Walker - who leads the Democratic nominee, Milwaukee Mayor Tom Barrett, 53-42 among likely voters according to a CNN/Time/Opinion Research Corporation poll released last week - is trying to frame himself as a career reformer rather than a career politician, a fiscal crusader who holds office but isn't afraid to throw some elbows.
"When people ask me, 'How do you appeal to Tea Party folks?' I say: I was the original Tea Party in Wisconsin," Walker said. "Eight years ago we held recalls. We got rid of a county executive who had been in office almost since the time I was born."
Like many GOP candidates, Walker appears to benefiting from the sour economic climate and an ability to link Barrett to two Democrats, President Obama and Wisconsin Gov. Jim Doyle, with approval ratings at all-time lows. Barrett is losing to Walker by 21 points among independent votes, according to the CNN poll.
"Tom Barrett has come out the political machine in Milwaukee," Walker said. "He is the political machine.
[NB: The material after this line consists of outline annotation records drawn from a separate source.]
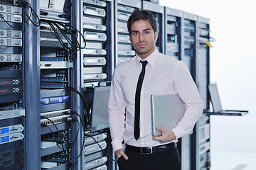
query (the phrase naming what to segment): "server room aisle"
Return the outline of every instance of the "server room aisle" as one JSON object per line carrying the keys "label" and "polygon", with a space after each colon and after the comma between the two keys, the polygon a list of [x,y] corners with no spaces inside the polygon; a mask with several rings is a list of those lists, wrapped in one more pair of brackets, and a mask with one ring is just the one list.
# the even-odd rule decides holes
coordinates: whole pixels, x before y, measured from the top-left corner
{"label": "server room aisle", "polygon": [[256,153],[211,150],[210,170],[255,170]]}

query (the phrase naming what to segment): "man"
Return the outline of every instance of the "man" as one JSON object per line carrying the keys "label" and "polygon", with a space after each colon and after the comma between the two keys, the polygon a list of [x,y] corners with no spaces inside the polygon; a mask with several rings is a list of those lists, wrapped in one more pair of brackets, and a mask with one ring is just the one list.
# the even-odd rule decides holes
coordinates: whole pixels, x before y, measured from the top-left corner
{"label": "man", "polygon": [[[117,66],[108,109],[112,144],[119,169],[181,169],[176,142],[192,130],[203,112],[203,103],[185,64],[156,50],[159,32],[153,15],[137,9],[127,27],[136,56]],[[141,76],[142,81],[138,81]],[[151,94],[178,94],[186,108],[174,129],[156,127],[162,132],[158,137],[152,136]],[[138,109],[139,118],[136,120]],[[136,122],[139,123],[139,130]]]}

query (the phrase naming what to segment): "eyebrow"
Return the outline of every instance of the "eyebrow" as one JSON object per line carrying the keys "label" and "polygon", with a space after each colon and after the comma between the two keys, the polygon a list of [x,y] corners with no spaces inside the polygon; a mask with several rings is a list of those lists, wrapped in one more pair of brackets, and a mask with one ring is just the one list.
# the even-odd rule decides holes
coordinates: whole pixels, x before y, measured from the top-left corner
{"label": "eyebrow", "polygon": [[[144,30],[143,30],[142,31],[146,31],[146,30],[151,30],[151,28],[146,28]],[[132,30],[131,33],[137,33],[137,32],[139,32],[139,30]]]}

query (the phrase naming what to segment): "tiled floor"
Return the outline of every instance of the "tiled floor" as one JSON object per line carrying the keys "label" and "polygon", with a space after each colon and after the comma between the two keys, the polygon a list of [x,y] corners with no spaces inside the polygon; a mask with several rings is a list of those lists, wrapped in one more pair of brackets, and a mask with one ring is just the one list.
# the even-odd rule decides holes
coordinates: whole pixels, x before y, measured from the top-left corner
{"label": "tiled floor", "polygon": [[256,170],[256,153],[211,150],[211,170]]}

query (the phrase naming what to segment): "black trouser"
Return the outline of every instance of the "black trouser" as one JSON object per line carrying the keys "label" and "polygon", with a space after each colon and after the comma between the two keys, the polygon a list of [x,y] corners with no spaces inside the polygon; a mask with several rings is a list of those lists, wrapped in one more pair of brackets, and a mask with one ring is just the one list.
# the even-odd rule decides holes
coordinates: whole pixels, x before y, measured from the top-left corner
{"label": "black trouser", "polygon": [[119,170],[180,170],[181,159],[177,147],[151,154],[126,150],[128,160],[121,157],[117,160]]}

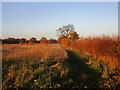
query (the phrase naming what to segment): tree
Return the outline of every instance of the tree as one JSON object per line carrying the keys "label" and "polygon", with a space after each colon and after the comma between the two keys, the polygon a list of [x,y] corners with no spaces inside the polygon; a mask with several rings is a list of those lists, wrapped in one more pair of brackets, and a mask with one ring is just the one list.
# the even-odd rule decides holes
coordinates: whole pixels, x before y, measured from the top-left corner
{"label": "tree", "polygon": [[70,33],[70,39],[71,39],[72,41],[75,41],[75,40],[79,39],[78,36],[79,36],[79,35],[77,34],[77,32]]}
{"label": "tree", "polygon": [[40,43],[41,44],[46,44],[46,43],[48,43],[48,40],[45,37],[42,37],[41,40],[40,40]]}
{"label": "tree", "polygon": [[35,37],[30,38],[29,43],[36,43],[36,38]]}
{"label": "tree", "polygon": [[67,26],[63,26],[63,27],[60,27],[58,30],[57,30],[57,36],[59,38],[63,37],[63,38],[67,38],[69,37],[70,33],[73,33],[74,32],[74,26],[72,24],[68,24]]}

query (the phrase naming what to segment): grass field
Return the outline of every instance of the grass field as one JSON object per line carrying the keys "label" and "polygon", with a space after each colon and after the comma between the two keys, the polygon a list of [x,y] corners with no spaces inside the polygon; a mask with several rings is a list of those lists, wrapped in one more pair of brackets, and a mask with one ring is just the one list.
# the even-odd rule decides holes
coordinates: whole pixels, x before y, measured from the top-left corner
{"label": "grass field", "polygon": [[120,88],[120,70],[58,44],[2,45],[3,88]]}

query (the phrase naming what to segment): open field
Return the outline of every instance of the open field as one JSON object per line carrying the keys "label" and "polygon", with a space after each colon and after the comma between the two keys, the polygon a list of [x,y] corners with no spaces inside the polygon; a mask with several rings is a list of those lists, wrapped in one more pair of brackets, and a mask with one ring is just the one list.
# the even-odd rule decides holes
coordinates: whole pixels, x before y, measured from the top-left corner
{"label": "open field", "polygon": [[58,44],[3,44],[3,88],[120,88],[120,70],[114,68],[119,62],[109,67],[99,54],[80,51],[88,50],[81,41],[72,50]]}

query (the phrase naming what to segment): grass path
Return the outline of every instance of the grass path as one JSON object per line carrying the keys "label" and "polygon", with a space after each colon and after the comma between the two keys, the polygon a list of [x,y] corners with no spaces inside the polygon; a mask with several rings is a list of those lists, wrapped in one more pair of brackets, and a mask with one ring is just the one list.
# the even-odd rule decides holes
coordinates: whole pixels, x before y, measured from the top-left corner
{"label": "grass path", "polygon": [[65,84],[64,87],[97,88],[101,73],[90,68],[86,64],[87,59],[79,57],[74,51],[66,51],[69,56],[69,59],[66,60],[69,68],[66,79],[69,80],[69,84]]}

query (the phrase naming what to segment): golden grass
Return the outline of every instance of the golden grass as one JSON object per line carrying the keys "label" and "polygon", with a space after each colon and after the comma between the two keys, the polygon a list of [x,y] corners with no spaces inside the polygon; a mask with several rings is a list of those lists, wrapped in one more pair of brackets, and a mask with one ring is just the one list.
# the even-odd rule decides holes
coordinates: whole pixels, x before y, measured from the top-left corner
{"label": "golden grass", "polygon": [[120,69],[120,43],[118,37],[82,38],[71,44],[72,48],[106,62],[111,68]]}
{"label": "golden grass", "polygon": [[2,60],[20,60],[20,59],[65,59],[66,51],[58,45],[42,44],[4,44],[2,45]]}

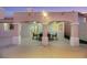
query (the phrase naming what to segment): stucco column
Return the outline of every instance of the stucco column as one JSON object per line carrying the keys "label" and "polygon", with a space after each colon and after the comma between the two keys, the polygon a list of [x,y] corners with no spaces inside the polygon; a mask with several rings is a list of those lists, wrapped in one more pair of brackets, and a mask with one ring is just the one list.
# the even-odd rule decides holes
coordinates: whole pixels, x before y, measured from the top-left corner
{"label": "stucco column", "polygon": [[48,45],[47,29],[48,29],[47,24],[43,24],[42,45],[44,46]]}
{"label": "stucco column", "polygon": [[79,34],[78,34],[79,23],[70,23],[70,45],[79,46]]}

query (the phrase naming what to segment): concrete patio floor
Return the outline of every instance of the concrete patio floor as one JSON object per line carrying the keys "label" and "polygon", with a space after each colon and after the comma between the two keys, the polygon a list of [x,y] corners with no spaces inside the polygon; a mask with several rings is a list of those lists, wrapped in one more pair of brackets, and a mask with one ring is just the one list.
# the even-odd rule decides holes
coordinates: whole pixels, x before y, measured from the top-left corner
{"label": "concrete patio floor", "polygon": [[85,58],[86,45],[72,47],[69,44],[42,46],[40,44],[14,45],[3,48],[0,55],[4,58]]}

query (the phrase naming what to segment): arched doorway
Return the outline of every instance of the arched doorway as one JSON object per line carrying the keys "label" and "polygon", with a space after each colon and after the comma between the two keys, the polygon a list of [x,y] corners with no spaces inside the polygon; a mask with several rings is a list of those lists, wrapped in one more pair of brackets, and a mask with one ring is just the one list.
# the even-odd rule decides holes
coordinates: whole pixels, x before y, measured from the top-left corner
{"label": "arched doorway", "polygon": [[48,41],[55,43],[64,41],[64,22],[53,21],[48,24]]}

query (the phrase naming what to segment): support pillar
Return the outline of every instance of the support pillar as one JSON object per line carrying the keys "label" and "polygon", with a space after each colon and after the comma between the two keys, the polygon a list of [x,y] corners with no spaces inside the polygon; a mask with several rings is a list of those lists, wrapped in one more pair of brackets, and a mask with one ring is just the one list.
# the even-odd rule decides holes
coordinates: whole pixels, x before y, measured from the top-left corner
{"label": "support pillar", "polygon": [[46,46],[48,45],[48,36],[47,36],[47,24],[43,24],[43,36],[42,36],[42,45]]}
{"label": "support pillar", "polygon": [[79,23],[70,23],[70,46],[79,46]]}

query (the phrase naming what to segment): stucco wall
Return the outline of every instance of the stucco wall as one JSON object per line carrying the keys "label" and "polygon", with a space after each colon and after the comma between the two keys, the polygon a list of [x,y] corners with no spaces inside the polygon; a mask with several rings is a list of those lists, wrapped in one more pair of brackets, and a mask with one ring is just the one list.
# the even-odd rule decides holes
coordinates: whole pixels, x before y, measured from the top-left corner
{"label": "stucco wall", "polygon": [[87,41],[87,22],[84,20],[84,17],[79,15],[79,39]]}

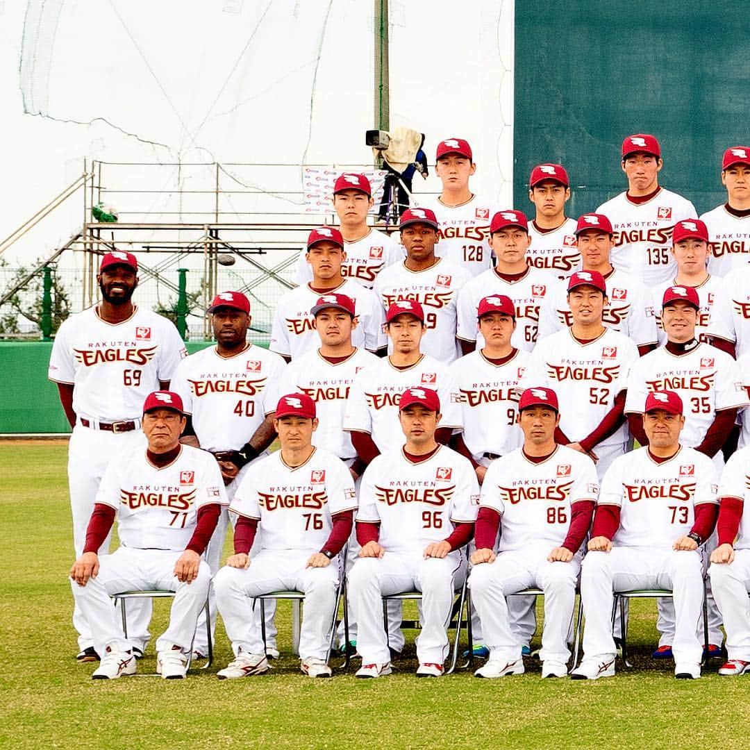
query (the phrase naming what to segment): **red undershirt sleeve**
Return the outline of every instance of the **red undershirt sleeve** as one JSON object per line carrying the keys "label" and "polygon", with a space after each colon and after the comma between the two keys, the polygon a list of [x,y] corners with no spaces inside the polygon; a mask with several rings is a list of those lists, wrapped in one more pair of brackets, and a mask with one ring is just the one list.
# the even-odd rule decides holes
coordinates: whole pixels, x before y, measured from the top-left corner
{"label": "red undershirt sleeve", "polygon": [[198,508],[198,518],[195,524],[195,530],[193,536],[185,547],[186,550],[192,550],[202,555],[208,542],[211,536],[216,529],[216,524],[219,520],[221,513],[221,506],[218,502],[211,502],[207,506],[201,506]]}
{"label": "red undershirt sleeve", "polygon": [[500,526],[500,514],[492,508],[480,508],[476,517],[474,530],[475,542],[478,550],[492,550],[495,548],[497,530]]}
{"label": "red undershirt sleeve", "polygon": [[562,546],[566,550],[570,550],[573,554],[578,551],[591,528],[591,519],[594,517],[596,506],[593,500],[579,500],[574,502],[571,508],[570,526]]}
{"label": "red undershirt sleeve", "polygon": [[235,526],[235,554],[250,554],[250,548],[255,541],[255,533],[258,530],[257,518],[246,518],[239,516]]}
{"label": "red undershirt sleeve", "polygon": [[745,503],[739,497],[722,497],[719,500],[716,533],[720,544],[734,544],[740,530]]}
{"label": "red undershirt sleeve", "polygon": [[337,513],[331,517],[331,520],[333,521],[333,528],[320,551],[327,550],[332,554],[338,555],[344,549],[344,545],[349,540],[350,535],[352,533],[352,526],[354,524],[354,511],[344,511],[341,513]]}
{"label": "red undershirt sleeve", "polygon": [[83,552],[98,554],[99,548],[104,544],[106,535],[110,533],[112,524],[115,523],[115,508],[104,502],[97,502],[86,528],[86,542]]}

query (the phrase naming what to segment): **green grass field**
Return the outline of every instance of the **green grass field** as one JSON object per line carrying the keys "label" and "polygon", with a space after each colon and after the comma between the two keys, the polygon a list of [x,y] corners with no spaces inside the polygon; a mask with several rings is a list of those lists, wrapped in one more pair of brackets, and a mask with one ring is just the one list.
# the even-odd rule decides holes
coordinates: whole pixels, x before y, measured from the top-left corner
{"label": "green grass field", "polygon": [[[656,664],[656,604],[631,609],[636,668],[596,682],[523,676],[487,681],[462,671],[413,676],[413,638],[398,674],[357,680],[302,675],[287,653],[270,674],[220,682],[230,650],[220,621],[217,661],[166,682],[135,676],[92,681],[78,664],[67,579],[73,562],[61,444],[0,443],[0,513],[5,574],[0,584],[0,746],[13,748],[508,748],[740,747],[750,718],[750,680],[720,678],[713,662],[698,681]],[[152,633],[164,627],[159,602]],[[290,649],[280,607],[280,646]],[[152,644],[139,664],[153,673]],[[618,668],[620,662],[618,662]]]}

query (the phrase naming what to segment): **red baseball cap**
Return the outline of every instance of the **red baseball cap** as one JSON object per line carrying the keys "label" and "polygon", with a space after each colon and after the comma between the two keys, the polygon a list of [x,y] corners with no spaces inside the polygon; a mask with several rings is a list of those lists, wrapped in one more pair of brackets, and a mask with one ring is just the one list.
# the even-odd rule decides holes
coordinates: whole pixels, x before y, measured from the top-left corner
{"label": "red baseball cap", "polygon": [[353,172],[345,172],[336,178],[333,186],[333,194],[343,193],[345,190],[358,190],[366,193],[368,196],[373,194],[370,180],[364,175],[358,175]]}
{"label": "red baseball cap", "polygon": [[101,259],[99,272],[110,266],[129,266],[134,271],[138,270],[138,260],[132,253],[126,253],[124,250],[112,250]]}
{"label": "red baseball cap", "polygon": [[722,159],[722,170],[726,170],[732,164],[750,165],[750,147],[746,146],[733,146],[724,152]]}
{"label": "red baseball cap", "polygon": [[572,292],[577,286],[593,286],[607,296],[607,284],[604,278],[598,271],[577,271],[571,274],[568,279],[568,291]]}
{"label": "red baseball cap", "polygon": [[668,286],[662,298],[662,307],[676,301],[689,302],[696,310],[700,309],[700,301],[694,286]]}
{"label": "red baseball cap", "polygon": [[506,226],[518,226],[524,232],[529,231],[529,220],[526,214],[520,211],[508,208],[507,211],[499,211],[492,218],[490,224],[490,234],[500,232]]}
{"label": "red baseball cap", "polygon": [[702,239],[708,242],[708,227],[700,219],[683,219],[678,221],[672,230],[672,244],[683,239]]}
{"label": "red baseball cap", "polygon": [[250,312],[250,300],[242,292],[220,292],[208,308],[209,313],[214,313],[218,308],[232,308],[243,313]]}
{"label": "red baseball cap", "polygon": [[527,388],[521,394],[518,401],[518,411],[522,412],[530,406],[551,406],[556,412],[559,412],[560,406],[557,404],[557,394],[551,388],[543,388],[542,386]]}
{"label": "red baseball cap", "polygon": [[575,225],[576,237],[586,230],[598,230],[607,234],[614,234],[612,231],[612,222],[604,214],[584,214],[578,217],[578,223]]}
{"label": "red baseball cap", "polygon": [[437,394],[430,388],[407,388],[401,394],[398,402],[398,410],[403,412],[406,406],[412,404],[419,404],[430,412],[440,410],[440,399]]}
{"label": "red baseball cap", "polygon": [[437,218],[435,216],[435,212],[430,208],[406,208],[401,215],[398,228],[403,230],[404,226],[408,226],[410,224],[427,224],[428,226],[431,226],[434,230],[440,228],[440,225],[437,223]]}
{"label": "red baseball cap", "polygon": [[328,310],[331,308],[343,310],[354,317],[354,300],[345,294],[324,294],[322,297],[318,297],[318,301],[310,308],[310,312],[312,315],[317,315],[321,310]]}
{"label": "red baseball cap", "polygon": [[634,136],[628,136],[622,141],[622,158],[630,154],[650,154],[652,156],[662,156],[662,147],[658,141],[647,133],[637,133]]}
{"label": "red baseball cap", "polygon": [[531,177],[529,178],[529,188],[533,188],[538,182],[544,180],[554,180],[560,182],[561,185],[568,188],[570,185],[570,180],[568,178],[568,172],[562,164],[537,164],[531,170]]}
{"label": "red baseball cap", "polygon": [[653,391],[646,397],[644,412],[655,412],[658,409],[670,414],[682,414],[682,400],[674,391]]}
{"label": "red baseball cap", "polygon": [[440,141],[437,144],[437,154],[435,158],[440,159],[446,154],[459,154],[460,156],[465,156],[470,161],[474,160],[469,142],[463,138],[446,138],[444,141]]}
{"label": "red baseball cap", "polygon": [[494,294],[490,297],[483,297],[479,301],[476,316],[481,318],[489,313],[502,313],[503,315],[509,315],[515,320],[515,305],[513,300],[504,294]]}
{"label": "red baseball cap", "polygon": [[276,418],[296,416],[315,418],[315,402],[306,393],[290,393],[282,396],[276,404]]}
{"label": "red baseball cap", "polygon": [[344,238],[335,226],[320,226],[313,230],[308,237],[308,250],[318,242],[334,242],[340,248],[344,247]]}
{"label": "red baseball cap", "polygon": [[413,315],[421,322],[424,322],[424,310],[416,299],[397,299],[386,313],[386,322],[389,323],[399,315]]}
{"label": "red baseball cap", "polygon": [[172,391],[154,391],[146,397],[143,402],[143,413],[152,412],[154,409],[171,409],[172,411],[183,412],[182,399],[179,394]]}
He is the status quo."
Walker echoes the conservative message of outsider candidates running for office this year – to reduce the size of government and create jobs – but says he has a proven record of doing so in Milwaukee County, where he says he slashed debt without ever proposing a tax increase.
Barrett points out that he trails by just 3 points overall among registered voters and said his challenge will be to energize the Democratic base – the same voters President Obama will try to rally when he campaigns with Barrett in the college town of Madison on Tuesday.
"There is no question that Republicans were ready to vote in November of 2008, they were so angry that President Obama was elected that they are going to do everything they can do defeat him or any other Democrats for that matter," Barrett told CNN.
"The difference here, though, is that both of our candidates at the gubernatorial level, we've got records, and we're going to compare our record very, very closely with Scott Walker's record," he said. "And what we find is when that happens, people move in our direction."
Barrett is selling himself as a problem-solver who, as mayor, focused on economic development efforts and attracting jobs to the city.
Pledging to bring "adult supervision" to the governor's mansion, Barrett said his opponent has been running a campaign premised on gimmicks, namely the 68-page jobs plan Walker released this month printed in over-sized font so it would be a single page longer than Barrett's 67-page plan.
"This is the most serious time we've had economically in our country since the depression, and its like they're running for a high school class presidency," Barrett said. "I don't think people want that. I think they want maturity and real leadership."